In 2008, Amelia and I co-founded Debrand because we wanted to have meaning and purpose in our work. We wanted to make a positive impact by reducing the impact that consumerism and consumption has on our planet. Our mission is unwavering and we’re clearer than ever about how to best action our aspirations. I believe that our biggest challenge (and opportunity) is not that our planet is lacking in resources, it’s that we are often wasteful and inefficient stewards of those resources; a challenge that is very solvable.
Pursuing Systems of Sustainability
Amelia and I first met while working at a marketing agency that provided services to some of the world’s biggest brands. Together, we developed fun, one-of-a-kind experiential marketing campaigns and had a great time seeing it all come to life for our clients. However, one thing that we both couldn’t stop thinking about was the single-use waste being produced for each of these campaigns.
The aha moment occurred during a volunteer trip to Sri Lanka, where Amelia and I were dismayed to find a piece of branded waste floating in the beautiful, pristine ocean. This experience ignited our commitment to collaborate with brands, addressing the critical issue of waste, and laying the foundation for what is now Debrand.
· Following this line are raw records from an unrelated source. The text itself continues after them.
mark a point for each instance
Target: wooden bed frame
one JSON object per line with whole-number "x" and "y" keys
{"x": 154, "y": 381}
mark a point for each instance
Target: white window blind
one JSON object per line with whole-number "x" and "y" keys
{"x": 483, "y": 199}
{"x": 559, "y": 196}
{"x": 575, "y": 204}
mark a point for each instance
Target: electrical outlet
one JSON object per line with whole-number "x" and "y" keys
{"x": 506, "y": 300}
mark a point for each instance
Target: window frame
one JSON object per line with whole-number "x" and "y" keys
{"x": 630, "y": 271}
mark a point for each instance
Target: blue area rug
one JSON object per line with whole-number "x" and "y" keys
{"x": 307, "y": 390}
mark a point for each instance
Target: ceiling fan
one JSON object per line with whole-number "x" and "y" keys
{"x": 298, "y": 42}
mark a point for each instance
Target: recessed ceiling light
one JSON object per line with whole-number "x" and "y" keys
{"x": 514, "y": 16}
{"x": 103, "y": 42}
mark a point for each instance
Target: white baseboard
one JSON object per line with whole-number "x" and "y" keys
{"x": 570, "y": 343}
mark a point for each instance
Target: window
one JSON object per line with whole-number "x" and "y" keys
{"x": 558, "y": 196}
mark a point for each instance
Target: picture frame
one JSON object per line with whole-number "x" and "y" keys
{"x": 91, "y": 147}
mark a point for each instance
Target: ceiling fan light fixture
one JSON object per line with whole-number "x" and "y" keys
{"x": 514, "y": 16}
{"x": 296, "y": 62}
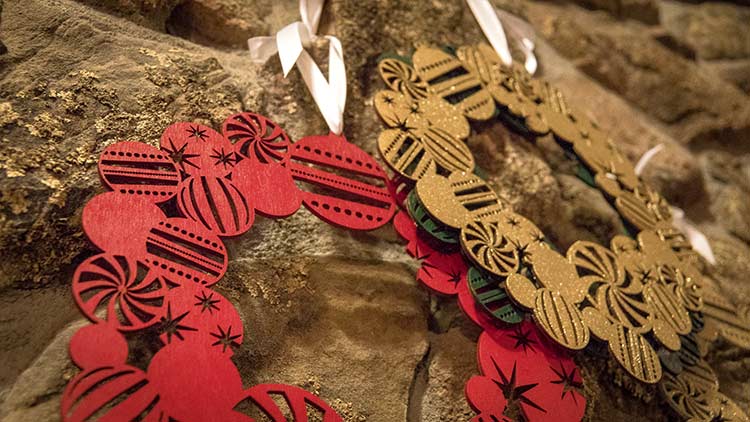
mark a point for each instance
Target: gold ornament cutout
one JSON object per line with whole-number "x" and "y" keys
{"x": 449, "y": 79}
{"x": 554, "y": 303}
{"x": 401, "y": 77}
{"x": 636, "y": 288}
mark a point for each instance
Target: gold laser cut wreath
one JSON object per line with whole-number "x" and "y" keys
{"x": 623, "y": 294}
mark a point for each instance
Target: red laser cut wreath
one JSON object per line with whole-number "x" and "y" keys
{"x": 519, "y": 366}
{"x": 160, "y": 231}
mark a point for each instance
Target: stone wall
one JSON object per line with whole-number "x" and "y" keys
{"x": 336, "y": 312}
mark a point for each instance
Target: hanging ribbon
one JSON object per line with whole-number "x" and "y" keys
{"x": 290, "y": 42}
{"x": 697, "y": 239}
{"x": 489, "y": 21}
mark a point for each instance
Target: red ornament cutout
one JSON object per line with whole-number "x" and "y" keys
{"x": 257, "y": 138}
{"x": 440, "y": 272}
{"x": 182, "y": 250}
{"x": 132, "y": 296}
{"x": 201, "y": 316}
{"x": 122, "y": 387}
{"x": 217, "y": 204}
{"x": 119, "y": 224}
{"x": 198, "y": 150}
{"x": 344, "y": 201}
{"x": 195, "y": 383}
{"x": 298, "y": 400}
{"x": 519, "y": 365}
{"x": 135, "y": 168}
{"x": 270, "y": 186}
{"x": 98, "y": 345}
{"x": 146, "y": 253}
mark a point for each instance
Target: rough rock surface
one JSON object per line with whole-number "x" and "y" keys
{"x": 335, "y": 312}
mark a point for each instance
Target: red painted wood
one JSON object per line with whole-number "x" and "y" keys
{"x": 217, "y": 204}
{"x": 155, "y": 270}
{"x": 198, "y": 150}
{"x": 348, "y": 185}
{"x": 119, "y": 224}
{"x": 203, "y": 317}
{"x": 122, "y": 387}
{"x": 440, "y": 272}
{"x": 257, "y": 138}
{"x": 518, "y": 365}
{"x": 296, "y": 399}
{"x": 135, "y": 168}
{"x": 131, "y": 297}
{"x": 195, "y": 383}
{"x": 98, "y": 345}
{"x": 270, "y": 186}
{"x": 181, "y": 250}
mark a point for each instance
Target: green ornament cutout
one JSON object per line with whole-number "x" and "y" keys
{"x": 420, "y": 216}
{"x": 493, "y": 298}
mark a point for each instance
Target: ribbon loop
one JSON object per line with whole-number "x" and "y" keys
{"x": 329, "y": 94}
{"x": 489, "y": 21}
{"x": 697, "y": 239}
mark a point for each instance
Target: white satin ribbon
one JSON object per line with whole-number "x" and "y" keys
{"x": 329, "y": 94}
{"x": 489, "y": 21}
{"x": 697, "y": 239}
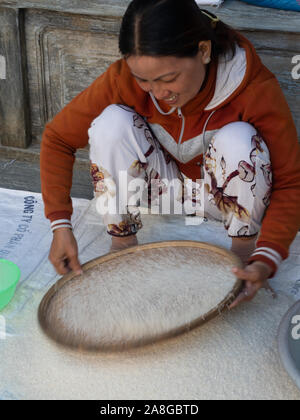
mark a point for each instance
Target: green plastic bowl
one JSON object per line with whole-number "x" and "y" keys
{"x": 9, "y": 277}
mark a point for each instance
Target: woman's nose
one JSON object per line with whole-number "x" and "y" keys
{"x": 159, "y": 92}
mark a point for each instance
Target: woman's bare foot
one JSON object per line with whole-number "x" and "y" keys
{"x": 122, "y": 242}
{"x": 243, "y": 247}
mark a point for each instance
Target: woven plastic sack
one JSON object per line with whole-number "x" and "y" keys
{"x": 277, "y": 4}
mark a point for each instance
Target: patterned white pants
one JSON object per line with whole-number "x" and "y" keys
{"x": 130, "y": 168}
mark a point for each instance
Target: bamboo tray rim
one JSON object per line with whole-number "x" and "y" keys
{"x": 214, "y": 312}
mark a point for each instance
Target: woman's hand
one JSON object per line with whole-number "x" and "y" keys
{"x": 255, "y": 277}
{"x": 64, "y": 252}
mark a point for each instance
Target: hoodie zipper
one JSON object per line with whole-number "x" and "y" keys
{"x": 181, "y": 116}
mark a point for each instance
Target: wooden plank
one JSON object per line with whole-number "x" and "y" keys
{"x": 66, "y": 53}
{"x": 239, "y": 15}
{"x": 19, "y": 175}
{"x": 14, "y": 115}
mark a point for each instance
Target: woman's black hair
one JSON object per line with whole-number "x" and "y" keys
{"x": 172, "y": 28}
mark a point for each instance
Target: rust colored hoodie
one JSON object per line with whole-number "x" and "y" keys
{"x": 237, "y": 89}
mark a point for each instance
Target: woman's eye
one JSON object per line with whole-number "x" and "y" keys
{"x": 169, "y": 81}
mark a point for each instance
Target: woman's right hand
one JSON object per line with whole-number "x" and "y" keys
{"x": 64, "y": 252}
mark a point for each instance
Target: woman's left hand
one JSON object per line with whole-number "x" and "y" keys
{"x": 255, "y": 277}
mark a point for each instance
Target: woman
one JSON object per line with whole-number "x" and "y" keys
{"x": 187, "y": 84}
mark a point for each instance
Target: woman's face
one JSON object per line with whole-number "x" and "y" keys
{"x": 173, "y": 80}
My passion for problem-solving allowed me to bridge the gap between technology and sustainability to increase efficiencies for sorting textiles, which then attracted more business from large brands with significant volumes of surplus inventory that they wanted to divert from landfills. Our goal is to weave the right technologies into the fabric of sustainable systems for circular textiles.
In a world where manual textile sorting is still standard practice, there is an opportunity for new innovative technologies to revolutionize the industry. Technologies such as RGB cameras and near-infrared (NIR) spectroscopy, in combination with AI-driven image recognition, complex sorting algorithms, and some proprietary secret sauces, can help tackle the challenge of sorting textiles efficiently and effectively, further creating the opportunity for solutions that are scalable for the apparel and footwear industry.
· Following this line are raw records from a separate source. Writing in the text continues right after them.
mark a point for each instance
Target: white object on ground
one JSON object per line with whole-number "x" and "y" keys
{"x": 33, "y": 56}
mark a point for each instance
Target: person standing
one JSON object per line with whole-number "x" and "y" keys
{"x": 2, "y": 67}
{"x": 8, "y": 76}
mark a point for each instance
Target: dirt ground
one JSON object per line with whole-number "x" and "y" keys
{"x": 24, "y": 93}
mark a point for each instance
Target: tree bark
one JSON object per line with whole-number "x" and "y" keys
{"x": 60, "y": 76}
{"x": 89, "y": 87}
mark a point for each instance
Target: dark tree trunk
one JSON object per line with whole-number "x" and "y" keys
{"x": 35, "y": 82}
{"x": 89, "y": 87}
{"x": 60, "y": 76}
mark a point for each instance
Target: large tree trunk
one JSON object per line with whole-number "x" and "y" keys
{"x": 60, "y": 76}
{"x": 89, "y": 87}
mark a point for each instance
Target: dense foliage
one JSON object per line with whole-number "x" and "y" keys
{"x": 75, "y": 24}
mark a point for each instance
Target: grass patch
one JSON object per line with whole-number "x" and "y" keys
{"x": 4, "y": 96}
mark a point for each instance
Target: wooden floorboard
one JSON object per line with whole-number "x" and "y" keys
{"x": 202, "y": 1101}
Navigating the Digital Landscape
While sorting technologies address immediate challenges, the true key to circularity comes from systems of sustainability that impact a broader digital ecosystem. By digitizing and embedding product data, we empower recyclers to identify materials and components, guiding products along their next-life path.
Automating traceability of material origin and quality further enhances circularity. Machines capable of processing large quantities of material annually open up new possibilities for sustainable textile practices. As companies embrace digitization and platforms evolve through machine learning, the environmental benefits of responsible textile sortation become increasingly significant.
Transparency is at the cornerstone of how Debrand operates. I believe it’s important to share successes and failures within the industry to foster a collective learning environment. Collaborative transparency among brands, designers, recyclers, suppliers, consumers, and next-life logistics providers is crucial. We must understand each other’s capabilities and limitations to shape a future where sustainability is not a one-size-fits-all solution but a tailored approach based on individual business needs, product types, materiality, and sustainability goals.
Debrand’s innovative solutions and commitment to transparency underscore the importance of collaboration and technological advancement in achieving a truly circular fashion industry. I’m proud to be part of a movement that contributes to a sustainable future for generations to come.